Peor que en Kafka, el Sistema es un engranaje de prejuicios, y sus ojos vendados a la verdad, porque allí no se presume la inocencia, porque se arraiga el pavoneo de una culpabilidad preconcebida. Cada mirada, cada palabra de la denunciante reina, y se toma por los funcionarios como sentencia dictada de antemano. Se enorgullecen de repetirlas. En lugar de justicia, el tinglado hacía juez a la misma denunciante: todo fiel a la hipocresía y a la falsedad.

El principio fundamental se cumplió, me arrancó de mis pequeños. La sangre que me recorría quería romper las delgadas paredes de mis arterias, y mi corazón explotada a cada rato, sin sangrar, porque lo importante era la sensación producida por el dolor de la impotencia. Cada noche, en la soledad de mi habitación, imaginaba sus pequeñas manos: las de mis hijos, buscando las mías en la penumbra. Se me había condenado, porque la verdad de lo despreciable me había entregado al sesgo de género, para que se riera, mientras me subía al cadalso, para realizar el acto solemne de lo que llamaban “deber ser”, los encumbrados operadores del sistema, los mismos que malinterpretaban los tratados transnacionales, haciéndoles decir, que preferían el dolor asi fuese de uno solo de sus pequeños. Acostumbrados a “decir justicia”.

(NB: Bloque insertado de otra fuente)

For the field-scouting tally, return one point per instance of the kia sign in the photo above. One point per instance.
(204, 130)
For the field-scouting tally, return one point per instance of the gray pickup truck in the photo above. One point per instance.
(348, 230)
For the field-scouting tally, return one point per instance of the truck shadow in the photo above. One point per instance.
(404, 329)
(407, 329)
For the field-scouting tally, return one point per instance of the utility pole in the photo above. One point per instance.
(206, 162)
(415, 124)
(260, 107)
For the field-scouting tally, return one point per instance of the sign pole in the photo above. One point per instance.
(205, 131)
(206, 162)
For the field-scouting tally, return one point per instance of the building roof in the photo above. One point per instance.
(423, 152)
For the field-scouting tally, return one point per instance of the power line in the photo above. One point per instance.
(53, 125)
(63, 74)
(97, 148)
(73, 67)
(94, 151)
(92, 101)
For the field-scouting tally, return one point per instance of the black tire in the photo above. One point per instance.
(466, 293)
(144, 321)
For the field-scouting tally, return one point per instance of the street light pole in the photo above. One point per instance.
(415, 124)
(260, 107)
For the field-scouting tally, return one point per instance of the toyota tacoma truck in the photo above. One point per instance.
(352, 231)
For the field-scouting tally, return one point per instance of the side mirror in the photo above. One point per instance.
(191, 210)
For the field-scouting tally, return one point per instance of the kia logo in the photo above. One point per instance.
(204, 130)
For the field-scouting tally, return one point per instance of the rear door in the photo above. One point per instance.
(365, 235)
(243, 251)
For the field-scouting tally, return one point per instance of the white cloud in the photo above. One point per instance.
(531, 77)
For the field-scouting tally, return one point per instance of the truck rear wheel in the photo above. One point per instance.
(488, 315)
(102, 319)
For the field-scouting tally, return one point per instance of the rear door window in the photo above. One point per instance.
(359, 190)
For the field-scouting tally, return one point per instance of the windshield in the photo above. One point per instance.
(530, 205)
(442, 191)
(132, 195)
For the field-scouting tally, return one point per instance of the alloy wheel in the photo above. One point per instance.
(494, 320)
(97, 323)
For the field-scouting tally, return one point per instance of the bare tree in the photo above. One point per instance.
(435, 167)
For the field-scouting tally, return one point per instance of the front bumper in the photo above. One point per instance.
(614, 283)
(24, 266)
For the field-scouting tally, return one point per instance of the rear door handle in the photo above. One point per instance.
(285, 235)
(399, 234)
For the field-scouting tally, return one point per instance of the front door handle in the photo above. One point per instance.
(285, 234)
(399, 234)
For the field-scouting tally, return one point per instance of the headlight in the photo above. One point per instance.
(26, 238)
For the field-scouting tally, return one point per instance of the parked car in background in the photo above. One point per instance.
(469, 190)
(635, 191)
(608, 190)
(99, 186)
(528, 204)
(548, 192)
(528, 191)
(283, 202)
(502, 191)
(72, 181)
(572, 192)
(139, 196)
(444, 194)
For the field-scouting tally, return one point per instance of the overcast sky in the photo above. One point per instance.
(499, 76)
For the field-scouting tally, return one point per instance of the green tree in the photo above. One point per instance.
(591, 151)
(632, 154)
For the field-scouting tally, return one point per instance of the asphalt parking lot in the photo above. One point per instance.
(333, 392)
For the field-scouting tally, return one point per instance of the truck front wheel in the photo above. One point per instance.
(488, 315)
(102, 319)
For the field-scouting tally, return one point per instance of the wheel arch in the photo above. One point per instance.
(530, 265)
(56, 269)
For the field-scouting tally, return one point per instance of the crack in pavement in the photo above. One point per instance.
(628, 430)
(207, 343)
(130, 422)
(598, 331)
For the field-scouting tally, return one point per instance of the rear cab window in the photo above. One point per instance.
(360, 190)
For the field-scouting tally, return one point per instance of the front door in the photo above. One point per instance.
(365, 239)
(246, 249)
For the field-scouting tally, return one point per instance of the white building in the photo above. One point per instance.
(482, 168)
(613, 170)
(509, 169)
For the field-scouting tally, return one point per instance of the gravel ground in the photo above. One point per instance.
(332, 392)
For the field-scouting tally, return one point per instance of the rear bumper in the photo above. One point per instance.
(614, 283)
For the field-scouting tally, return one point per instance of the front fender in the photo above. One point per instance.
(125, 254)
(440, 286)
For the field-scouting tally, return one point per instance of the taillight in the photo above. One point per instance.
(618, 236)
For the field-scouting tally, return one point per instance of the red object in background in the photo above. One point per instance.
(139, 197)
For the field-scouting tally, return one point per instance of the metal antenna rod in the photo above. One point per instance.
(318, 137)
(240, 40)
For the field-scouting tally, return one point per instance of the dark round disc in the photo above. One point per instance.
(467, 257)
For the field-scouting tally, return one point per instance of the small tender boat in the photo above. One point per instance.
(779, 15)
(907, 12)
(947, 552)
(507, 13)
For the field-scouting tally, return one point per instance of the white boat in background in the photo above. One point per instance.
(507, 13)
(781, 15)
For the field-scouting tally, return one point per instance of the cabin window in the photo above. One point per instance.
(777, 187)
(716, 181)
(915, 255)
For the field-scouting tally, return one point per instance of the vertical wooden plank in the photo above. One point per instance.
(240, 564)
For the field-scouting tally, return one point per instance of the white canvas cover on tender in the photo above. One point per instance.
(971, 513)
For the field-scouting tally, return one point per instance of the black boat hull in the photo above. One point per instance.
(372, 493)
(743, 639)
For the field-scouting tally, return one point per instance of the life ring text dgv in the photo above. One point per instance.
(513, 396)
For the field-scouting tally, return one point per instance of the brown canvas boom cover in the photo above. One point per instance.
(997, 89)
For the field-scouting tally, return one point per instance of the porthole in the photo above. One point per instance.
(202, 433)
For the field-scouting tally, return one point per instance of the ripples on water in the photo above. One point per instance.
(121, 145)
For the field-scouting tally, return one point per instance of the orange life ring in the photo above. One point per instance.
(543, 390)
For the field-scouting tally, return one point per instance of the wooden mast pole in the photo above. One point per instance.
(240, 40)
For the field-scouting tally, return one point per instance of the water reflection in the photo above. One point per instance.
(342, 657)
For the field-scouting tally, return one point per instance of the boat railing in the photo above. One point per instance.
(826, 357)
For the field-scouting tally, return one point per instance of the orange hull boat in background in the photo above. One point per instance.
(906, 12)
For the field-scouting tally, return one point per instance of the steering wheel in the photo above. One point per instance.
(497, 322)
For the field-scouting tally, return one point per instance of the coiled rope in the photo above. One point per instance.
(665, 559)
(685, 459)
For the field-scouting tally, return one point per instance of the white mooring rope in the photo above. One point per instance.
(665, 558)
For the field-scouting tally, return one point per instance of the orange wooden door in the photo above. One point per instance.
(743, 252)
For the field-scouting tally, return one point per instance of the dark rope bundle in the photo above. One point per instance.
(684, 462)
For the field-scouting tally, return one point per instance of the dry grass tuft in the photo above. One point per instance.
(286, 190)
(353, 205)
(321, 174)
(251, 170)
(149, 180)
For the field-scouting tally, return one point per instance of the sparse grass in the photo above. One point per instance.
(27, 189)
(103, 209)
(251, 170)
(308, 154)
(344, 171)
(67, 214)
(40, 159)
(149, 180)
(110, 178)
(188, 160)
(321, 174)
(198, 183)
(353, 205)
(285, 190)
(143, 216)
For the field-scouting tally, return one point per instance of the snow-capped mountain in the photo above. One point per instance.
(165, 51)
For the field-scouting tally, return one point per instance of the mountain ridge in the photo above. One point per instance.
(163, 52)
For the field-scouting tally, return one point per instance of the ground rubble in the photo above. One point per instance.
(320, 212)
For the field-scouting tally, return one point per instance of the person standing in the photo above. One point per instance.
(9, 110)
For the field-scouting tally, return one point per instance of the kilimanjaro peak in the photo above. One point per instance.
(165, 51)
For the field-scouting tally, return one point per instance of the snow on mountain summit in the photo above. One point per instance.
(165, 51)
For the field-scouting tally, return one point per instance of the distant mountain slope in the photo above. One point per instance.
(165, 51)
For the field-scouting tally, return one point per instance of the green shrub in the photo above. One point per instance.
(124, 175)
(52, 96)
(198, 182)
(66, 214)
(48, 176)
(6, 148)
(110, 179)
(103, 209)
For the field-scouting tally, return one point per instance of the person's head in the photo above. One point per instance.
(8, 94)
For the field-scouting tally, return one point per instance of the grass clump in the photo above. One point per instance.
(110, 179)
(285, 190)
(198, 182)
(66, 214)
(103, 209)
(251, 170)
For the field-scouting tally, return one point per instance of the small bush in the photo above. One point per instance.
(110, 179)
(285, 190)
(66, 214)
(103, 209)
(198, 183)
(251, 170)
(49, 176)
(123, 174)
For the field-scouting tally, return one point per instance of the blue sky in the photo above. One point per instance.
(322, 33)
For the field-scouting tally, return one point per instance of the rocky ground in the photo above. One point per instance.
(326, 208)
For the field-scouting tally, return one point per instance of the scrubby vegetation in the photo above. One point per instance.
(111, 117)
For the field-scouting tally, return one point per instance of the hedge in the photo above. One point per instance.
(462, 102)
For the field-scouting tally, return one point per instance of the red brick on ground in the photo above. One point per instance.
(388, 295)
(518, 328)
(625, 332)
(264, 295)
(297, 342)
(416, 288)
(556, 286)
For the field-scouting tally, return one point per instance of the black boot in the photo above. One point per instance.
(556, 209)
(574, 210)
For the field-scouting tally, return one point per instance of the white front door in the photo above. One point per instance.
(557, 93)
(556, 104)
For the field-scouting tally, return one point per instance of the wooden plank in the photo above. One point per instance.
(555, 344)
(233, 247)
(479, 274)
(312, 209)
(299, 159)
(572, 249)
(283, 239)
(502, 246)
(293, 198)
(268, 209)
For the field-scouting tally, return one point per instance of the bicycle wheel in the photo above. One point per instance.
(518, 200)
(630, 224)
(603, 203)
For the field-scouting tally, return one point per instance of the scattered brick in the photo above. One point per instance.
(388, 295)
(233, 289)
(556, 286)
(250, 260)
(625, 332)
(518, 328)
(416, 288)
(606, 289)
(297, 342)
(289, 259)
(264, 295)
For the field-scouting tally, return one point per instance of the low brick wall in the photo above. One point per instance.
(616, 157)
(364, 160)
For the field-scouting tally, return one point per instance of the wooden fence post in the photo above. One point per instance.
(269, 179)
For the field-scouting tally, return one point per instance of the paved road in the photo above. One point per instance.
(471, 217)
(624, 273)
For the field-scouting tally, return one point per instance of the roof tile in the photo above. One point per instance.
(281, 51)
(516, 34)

Capítulo Cuatro: La Lucha por el Alba

Con cada fibra de mi ser, con cada aliento que aún podía tomar, con cada hijo de la trama de mi vida, luché. Mi abogado, pocos por ahí: un guerrero en un traje desgastado por mil batallas similares, se convirtió en mi espada y mi escudo, en mi antorcha de esperanza. La acusación no tenía elementos, las afirmaciones simples, sin contexto, eran sus fortalezas: sus artimañas. Pero la entendimos, la limpiamos de impurezas, por el derecho a amar y ser amado por mis hijos ¡Y, a fe mía que lo logramos!

Capítulo Cinco: Renacimiento

El tiempo, ese eterno y caprichoso dios, se regresó, aunque no lo crean. La canalla sucumbió. Regresé con mis hijos, nos abrazamos, un nudo de cuerpos y almas entrelazadas, mientras las lágrimas lavaban las heridas de nuestra separación.

Epílogo: Un Nuevo Amanecer

Ahora, con mis hijos, bajo mi techo a salvo, escribo estas palabras, para que sean un faro de luz, en el tormentoso camino de otros, falsamente acusados. Mi historia, aunque teñida por la tragedia, es un testimonio de resistencia y amor inquebrantable. Que sirva para recordar que incluso en las noches más oscuras, el amanecer está, siempre, a tan solo un horizonte de distancia. ¡Qué los años  futuros, los niños no le cobren a la madre!